YAWNING MAY BE A SIGN OF A HEART ATTACK!
Posted in CPR News
Monday May 20, 2013
Vasovagal reaction is the scientific term for excessive yawning. The reaction is caused by the action of a nerve, appropriately called the vagus nerve, on the blood vessels. Vasovagal reaction is commonly associated with heart problems, which could be very serious. What's interesting about the condition is that a person can excessively yawn, even when she is already drowsy or tired. So, for those who tend not to get enough sleep, understanding that there is a problem could be a problem in and of itself.
TYPES OF HEART CONDITIONS
ASSOCIATED WITH VASOVAGAL REACTION
There are two cardiovascular conditions that may be indicated by excessive yawning; heart attack and aortic dissection. According to the University of Maryland Medical Center, a heart attack happens when the blood to a part of the heart is blocked. This blockage prevents a sufficient amount of oxygen from getting to the heart, thus killing or permanently damaging the heart muscle. Aortic dissection on the other hand is a condition where there is bleeding in and around the aorta, the main artery in the heart.

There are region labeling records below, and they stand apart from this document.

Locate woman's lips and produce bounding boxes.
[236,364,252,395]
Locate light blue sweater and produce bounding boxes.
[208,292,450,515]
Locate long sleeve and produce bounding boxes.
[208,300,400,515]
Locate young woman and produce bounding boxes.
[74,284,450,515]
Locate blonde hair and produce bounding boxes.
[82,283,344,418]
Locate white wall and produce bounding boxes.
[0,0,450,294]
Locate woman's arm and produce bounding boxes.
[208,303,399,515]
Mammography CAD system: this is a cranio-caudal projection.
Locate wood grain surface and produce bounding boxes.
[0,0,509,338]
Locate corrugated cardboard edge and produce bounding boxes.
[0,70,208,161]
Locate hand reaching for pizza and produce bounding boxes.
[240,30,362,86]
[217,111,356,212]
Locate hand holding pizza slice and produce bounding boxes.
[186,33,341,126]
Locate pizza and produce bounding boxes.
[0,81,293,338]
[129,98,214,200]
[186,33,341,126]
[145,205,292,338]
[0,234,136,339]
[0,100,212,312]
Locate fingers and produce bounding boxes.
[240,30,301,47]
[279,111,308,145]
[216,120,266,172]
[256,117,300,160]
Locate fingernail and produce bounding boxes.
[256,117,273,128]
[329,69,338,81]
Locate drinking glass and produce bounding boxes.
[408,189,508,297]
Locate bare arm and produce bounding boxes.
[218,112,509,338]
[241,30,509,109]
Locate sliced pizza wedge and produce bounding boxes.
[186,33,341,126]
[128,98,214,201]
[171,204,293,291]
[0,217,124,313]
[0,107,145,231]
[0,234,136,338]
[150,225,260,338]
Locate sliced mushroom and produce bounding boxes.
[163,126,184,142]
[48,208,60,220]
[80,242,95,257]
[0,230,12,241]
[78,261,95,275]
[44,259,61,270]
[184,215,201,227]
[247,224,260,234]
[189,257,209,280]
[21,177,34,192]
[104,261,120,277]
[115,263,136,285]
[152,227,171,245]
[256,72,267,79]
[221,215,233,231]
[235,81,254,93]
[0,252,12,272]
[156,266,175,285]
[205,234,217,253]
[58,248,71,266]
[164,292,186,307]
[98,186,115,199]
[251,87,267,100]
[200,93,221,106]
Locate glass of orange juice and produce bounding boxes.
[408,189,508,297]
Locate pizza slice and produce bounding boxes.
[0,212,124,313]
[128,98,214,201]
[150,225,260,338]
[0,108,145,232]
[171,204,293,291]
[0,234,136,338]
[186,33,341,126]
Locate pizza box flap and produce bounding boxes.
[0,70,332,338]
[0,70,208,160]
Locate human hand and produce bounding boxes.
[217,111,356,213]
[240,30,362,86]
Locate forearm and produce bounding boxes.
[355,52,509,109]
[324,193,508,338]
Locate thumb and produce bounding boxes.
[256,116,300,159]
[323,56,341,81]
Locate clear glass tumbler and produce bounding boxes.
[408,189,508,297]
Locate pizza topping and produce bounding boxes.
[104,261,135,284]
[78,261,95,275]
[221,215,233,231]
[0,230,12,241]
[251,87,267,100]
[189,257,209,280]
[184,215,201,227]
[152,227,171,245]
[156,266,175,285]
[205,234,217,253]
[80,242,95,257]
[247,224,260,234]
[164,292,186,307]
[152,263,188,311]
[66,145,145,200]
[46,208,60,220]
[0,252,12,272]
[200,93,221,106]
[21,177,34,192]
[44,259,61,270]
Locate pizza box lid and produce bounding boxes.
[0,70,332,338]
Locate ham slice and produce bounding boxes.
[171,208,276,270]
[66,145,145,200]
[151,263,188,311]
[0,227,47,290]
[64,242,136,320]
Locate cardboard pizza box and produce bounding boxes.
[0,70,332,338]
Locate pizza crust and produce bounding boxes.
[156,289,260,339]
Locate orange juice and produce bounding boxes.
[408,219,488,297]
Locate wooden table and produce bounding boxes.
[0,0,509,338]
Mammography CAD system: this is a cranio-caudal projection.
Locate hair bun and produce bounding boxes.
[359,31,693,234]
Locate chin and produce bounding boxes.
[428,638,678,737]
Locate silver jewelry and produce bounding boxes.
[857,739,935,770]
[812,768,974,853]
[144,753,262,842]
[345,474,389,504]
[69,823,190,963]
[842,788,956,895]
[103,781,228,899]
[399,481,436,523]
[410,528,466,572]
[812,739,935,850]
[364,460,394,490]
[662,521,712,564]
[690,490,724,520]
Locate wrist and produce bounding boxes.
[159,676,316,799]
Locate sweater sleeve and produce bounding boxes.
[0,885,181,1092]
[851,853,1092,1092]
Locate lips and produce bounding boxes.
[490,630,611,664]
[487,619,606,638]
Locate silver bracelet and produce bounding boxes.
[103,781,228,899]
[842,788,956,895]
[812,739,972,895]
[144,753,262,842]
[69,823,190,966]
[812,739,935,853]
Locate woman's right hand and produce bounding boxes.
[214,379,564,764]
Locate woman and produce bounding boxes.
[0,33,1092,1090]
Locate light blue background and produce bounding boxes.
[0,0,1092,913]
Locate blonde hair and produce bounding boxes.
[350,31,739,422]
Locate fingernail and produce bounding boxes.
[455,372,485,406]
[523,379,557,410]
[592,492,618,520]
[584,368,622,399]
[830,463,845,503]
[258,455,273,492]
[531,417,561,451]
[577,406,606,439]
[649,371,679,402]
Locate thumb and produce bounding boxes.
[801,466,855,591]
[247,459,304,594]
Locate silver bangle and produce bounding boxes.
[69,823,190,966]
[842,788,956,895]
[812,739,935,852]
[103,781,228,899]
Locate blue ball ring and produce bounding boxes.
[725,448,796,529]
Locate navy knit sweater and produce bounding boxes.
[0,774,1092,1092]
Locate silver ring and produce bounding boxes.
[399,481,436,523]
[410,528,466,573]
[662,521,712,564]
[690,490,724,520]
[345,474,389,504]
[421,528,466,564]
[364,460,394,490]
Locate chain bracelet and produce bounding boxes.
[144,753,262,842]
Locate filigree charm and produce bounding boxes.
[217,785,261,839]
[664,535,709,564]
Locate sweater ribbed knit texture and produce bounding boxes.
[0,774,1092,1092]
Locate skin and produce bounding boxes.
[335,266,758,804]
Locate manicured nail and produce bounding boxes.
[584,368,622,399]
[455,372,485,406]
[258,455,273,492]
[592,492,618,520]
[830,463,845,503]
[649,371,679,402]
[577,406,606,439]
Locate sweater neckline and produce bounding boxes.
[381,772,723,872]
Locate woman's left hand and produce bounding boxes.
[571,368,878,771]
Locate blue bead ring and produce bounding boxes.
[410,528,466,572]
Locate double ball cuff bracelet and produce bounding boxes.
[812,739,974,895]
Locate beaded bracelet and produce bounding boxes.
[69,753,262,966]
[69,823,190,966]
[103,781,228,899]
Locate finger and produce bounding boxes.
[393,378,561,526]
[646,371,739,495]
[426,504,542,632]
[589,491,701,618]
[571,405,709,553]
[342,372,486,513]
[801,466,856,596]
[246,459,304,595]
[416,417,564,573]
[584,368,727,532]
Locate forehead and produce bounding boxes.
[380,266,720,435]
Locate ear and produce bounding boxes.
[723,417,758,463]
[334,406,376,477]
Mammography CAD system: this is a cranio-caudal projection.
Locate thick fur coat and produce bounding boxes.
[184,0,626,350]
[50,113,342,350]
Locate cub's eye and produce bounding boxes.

DIAGNOSIS FOR EXCESSIVE YAWNING
If you find that you yawn more often than you normally do but you are not tired, you may be having a Vasovagal Reaction. If this is the case, it's best to see your doctor as soon as possible. Your doctor may ask you questions related to your yawning and sleep habits. He'll want to know how many times you yawn per hour on a daily basis, if the yawning changes throughout the day, or if there are certain times and places when your yawning is worse meaning do certain activities or medications trigger a more severe attack.
If the doctor cannot conclude what, if any, physical symptoms could be causing the excessive yawning, they may want you to participate in a sleep study. Sleep studies measure blood oxygen levels, heart rate, rapid eye movement, muscle activity and brain waves in an attempt to diagnose whether your excessive yawning is due to a sleep disorder.